Diante desse quadro, o CFF ressalta:
1 - A lacuna legal nas farmácias satélites precisa ser corrigida com urgência. A permissividade de funcionamento desses pontos de dispensação em áreas críticas sem farmacêutico presencial enfraquece o sistema de segurança medicamentosa e favorece a passagem de erros evitáveis.
2 - A presença obrigatória, presencial e contínua do farmacêutico em farmácias satélites e estoques descentralizados de urgência/emergência e UTI é barreira técnica essencial. É o farmacêutico o profissional legal e tecnicamente habilitado para validar prescrições, checar dose, via, diluições, compatibilidades, estabilidade, interações e riscos específicos de medicamentos de alta vigilância.

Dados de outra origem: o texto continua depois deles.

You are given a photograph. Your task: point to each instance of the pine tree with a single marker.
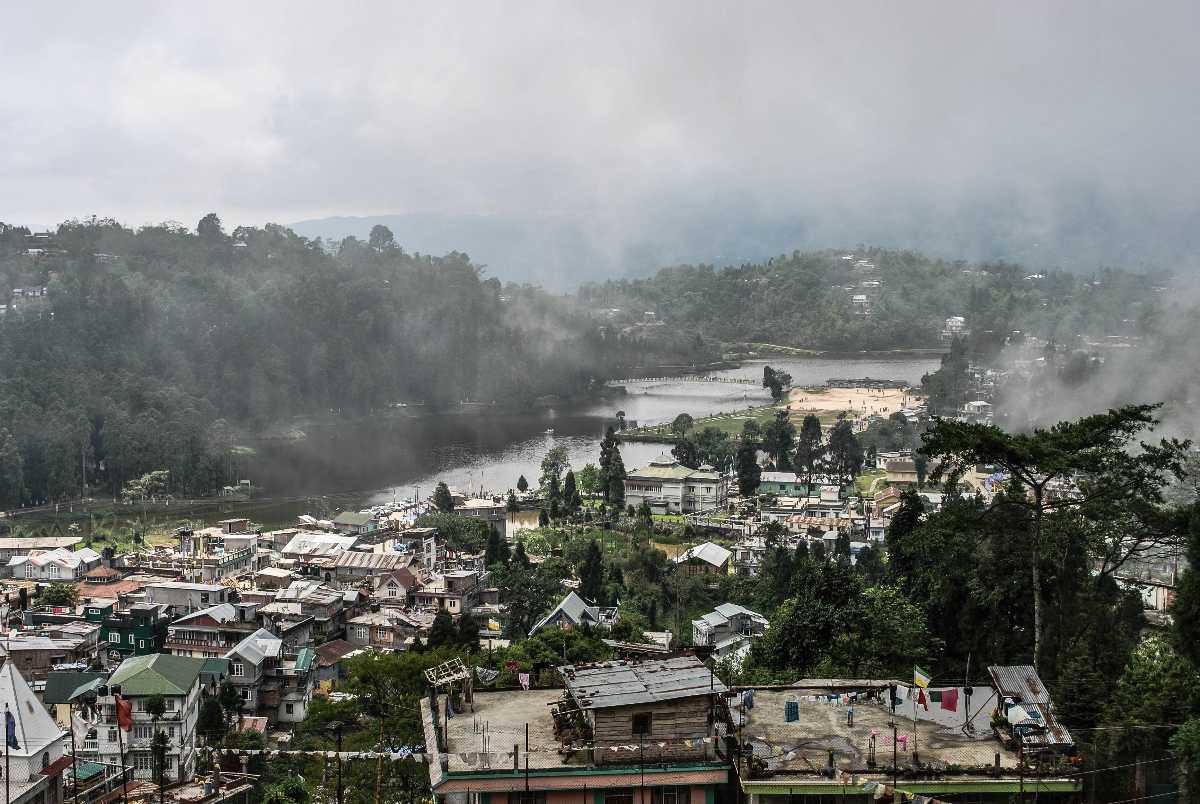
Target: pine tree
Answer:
(592, 574)
(749, 472)
(442, 498)
(1186, 607)
(571, 499)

3 - A segurança depende de dimensionamento adequado da força de trabalho farmacêutica. Diretrizes profissionais vigentes atribuem ao farmacêutico responsável técnico o dever de planejar e dimensionar equipes conforme complexidade assistencial, volume de prescrições e perfil de risco, garantindo validação tempestiva e suporte clínico em leitos críticos. Considerando a autoridade técnica do farmacêutico, esse dimensionamento deve ser respeitado pela gestão do serviço/estabelecimento.
4 - A cultura de segurança do paciente requer integração multiprofissional. A experiência internacional demonstra que sistemas de saúde mais eficientes são aqueles em que há colaboração interprofissional efetiva, com farmacêuticos, médicos, enfermeiros e outros profissionais atuando em conjunto, cada um dentro de sua área de competência, mas de forma integrada, tendo o paciente como centro do cuidado. A saúde é complexa demais para ser responsabilidade de uma única profissão. É no reconhecimento das competências específicas e na integração dos saberes que conseguimos oferecer um cuidado mais seguro e efetivo à população.
Com base nessas premissas, o CFF informa que está apoiando e colaborando tecnicamente com a formulação de proposta legislativa nacional que institui a obrigatoriedade de farmacêutico presencial em farmácias satélites/estoques descentralizados de medicamentos de controle especial e de alta vigilância em urgência/emergência e UTI, para hospitais públicos e privados, independentemente do número de leitos, superando explicitamente a lacuna regulatória hoje existente.
O CFF também recomenda que os hospitais adotem imediatamente essa assistência presencial, mesmo antes da aprovação legislativa, como parte de seu dever sanitário e ético de proteção à vida.
Por fim, o Conselho Federal de Farmácia reafirma seu compromisso institucional com a segurança no uso de medicamentos, com a defesa do cuidado multiprofissional e com a prevenção de eventos adversos evitáveis. Transformar a dor do caso Benício em mudanças estruturais é dever coletivo do Estado, das instituições de saúde e das profissões sanitárias.
Seguiremos contribuindo para que o Brasil avance em normas e práticas que preservem vidas e reforcem a confiança da sociedade nos serviços de saúde.